If that’s true, why not simply remove from the legislation the most controversial and draconian provision: requiring all Californians to show proof that they have a private health insurance policy?

Our group opposes forcing Californians to pay for private insurance policies without any curb on what insurers can charge or definitions of the benefits they will receive.

We support many of the other aims of the Assembly Bill X1 1. However, in order to satisfy the demands of the medical lobby, the bill has been larded with out-of-control costs that the state will force upon every Californian if mandatory insurance is part of the package.
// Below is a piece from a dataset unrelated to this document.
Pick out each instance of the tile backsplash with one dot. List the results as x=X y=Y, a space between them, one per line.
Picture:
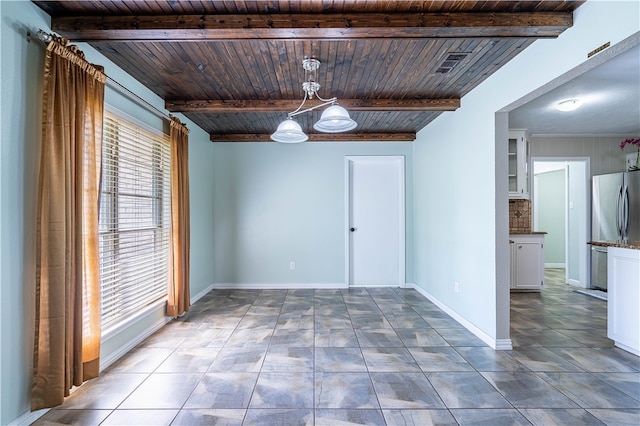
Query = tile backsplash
x=519 y=216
Without any definition of what the product is or effective curbs on what it costs, a mandate would allow insurers to provide policies that don’t really cover patients. Think $5,000 deductibles, high co-pays, no limit on out-of-pocket costs. These are the very concerns expressed by the speaker previously, but which he failed to address.

The Legislature even refused to apply the prior approval regulation that auto insurers face today when trying to raise premiums.

Health insurers have increased premiums 78 percent since 2001, compared to a 17 percent increase in inflation. The same insurers charge on average $12,000 a year to insure a family of four. While AB X1 1 does require that insurers take no more than 15 percent of a premium for overhead and profit, this creates the perverse incentive to allow inflated and bogus medical costs so insurers can take 15 percent of a bigger premium. It’s the same incentive Schwarzenegger’s agent has to get him top dollar for movie roles.

Those who argue that the bill would reduce the costs of the current system need to read the bill closely, since the medical-insurance complex’s charges are uncapped and unregulated in the bill. Drug companies, for instance, recently dropped their opposition after the bill’s bulk-purchasing mechanism was neutered. Incidentally, the industry then gave $400,000 to Núñez’s term-limits extension measure, Proposition 93.

Núñez and Schwarzenegger can still provide subsidies to the poor, universal coverage for kids and make the rules of the insurance market fairer. They should reject the insurance industry’s demand that the state be converted to a customer delivery system for an inefficient and unregulated private market.